The use and protection of data continues to be an area of increasing complexity and regulation. Whatever business a company is in, it manages the personal information of its employees, and potentially the personal information of customers.

Companies of all types and sizes in the retail, manufacturing, health care, financial services and technology industries turn to Seyfarth Shaw’s Privacy & Data Security group to successfully and proactively navigate through an increasing maze of laws, regulations and enforcement actions relating to personal data. Indeed, protecting data of employees and customers has become a key function of every company’s compliance program, both to avoid risks and liabilities, and to maintain employee and customer confidence and trust.

 Our Privacy & Data Security attorneys assist our clients in analyzing their practices with respect to data collection and use, and in implementing state-of-the-art, cutting-edge compliance programs to preserve and protect personal information and training clients on proper practices. Being proactive and looking at an organization’s practices holistically helps our clients establish internal company policies and training programs designed to maintain the security of this vital information. Such steps help our clients avoid privacy glitches and security breaches and the costly litigation, fines, audits and loss of goodwill and/or trust that they can create. We monitor compliance with quickly changing and evolving privacy and security laws and regulations so that we can keep our clients abreast of developments. We have leveraged our expertise by creating a library of tools, such as questionnaires, policies, contracts/contractual provisions, notifications and other documents so that we avoid having to reinvent the wheel on each engagement. We counsel clients on domestic and international data compliance programs for employers and consumer-focused companies, and have experience in developing policies and procedures for clients doing business in the EU, Asia, Latin America and Canada, as well as, of course in the United States.

We recognize that the unauthorized disclosure or use of information is a fact of life, and needs to be responded to seriously and quickly. We employ our rapid response team to investigate such incidents and assess our client’s responsibilities under applicable laws and contracts. In the event of an actual or breach related to personal information, we advise our clients on how they can best communicate with law enforcement, consumers, regulators and consumer reporting agencies. When necessary, we defend actions brought by regulators (such as the Federal Trade Commission and State Attorneys General) or civil plaintiffs.

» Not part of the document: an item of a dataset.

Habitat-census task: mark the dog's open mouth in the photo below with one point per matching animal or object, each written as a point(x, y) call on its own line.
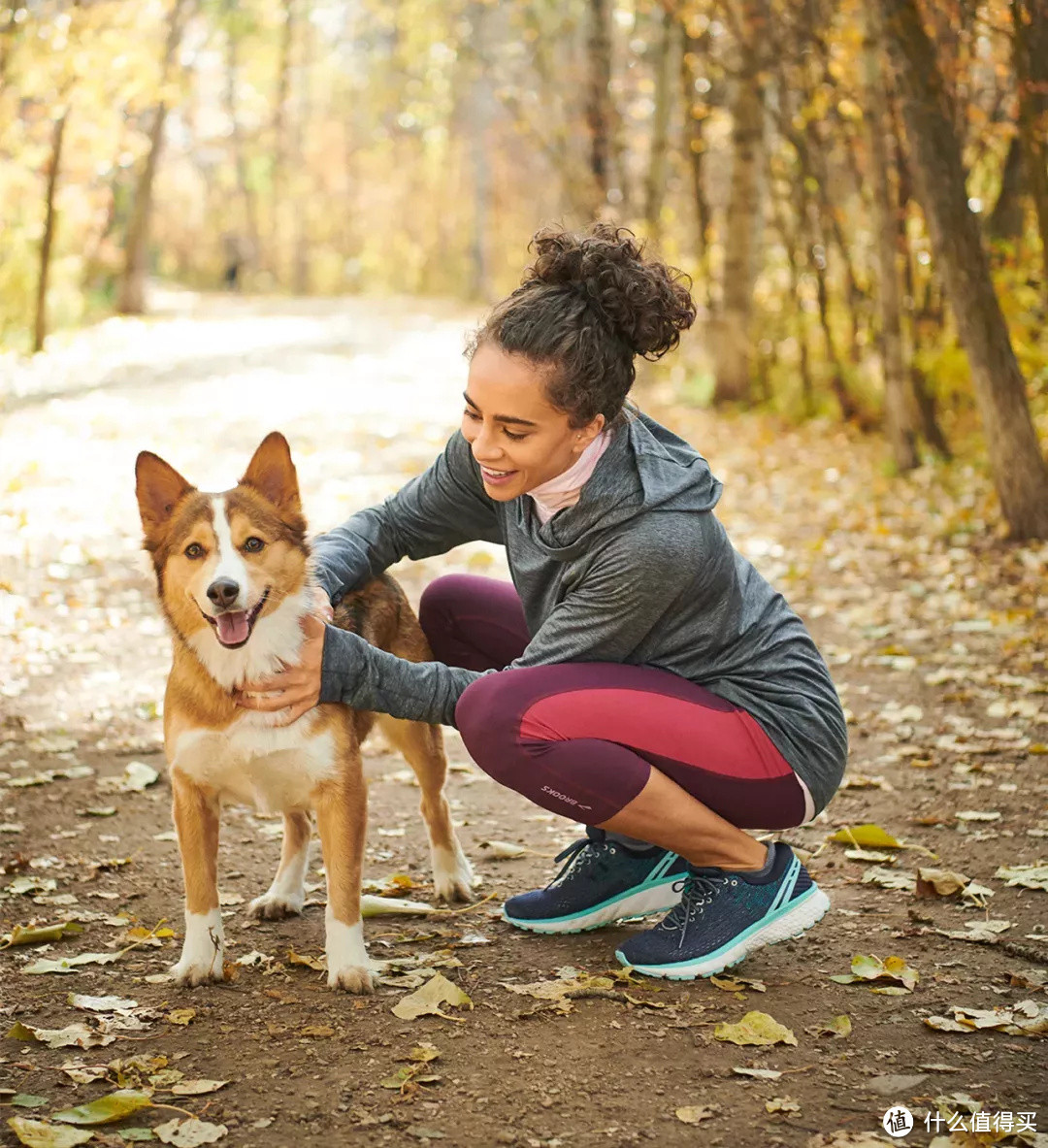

We also have a great deal of experience in litigation involving privacy issues, such as obtaining information regarding anonymous/pseudonymous parties from Internet service providers, as well as building cases involving defamation, misappropriation, disparagement, and “spoofing” on websites, and litigate issues arising from computer and e-mail hacking.

Our attorneys have long been go-to resources for our clients. Examples of our leadership in the field include defending the first Internet privacy case brought before the Federal Trade Commission and the first computer security breach case brought by the New York Attorney General. With one of the country’s best-known and respected labor and employment practices, our multi-disciplinary and cross-practice teams have a breadth and depth of experience we can bring to bear to skillfully and efficiently assist our clients when privacy and data security issues arise in the workplace.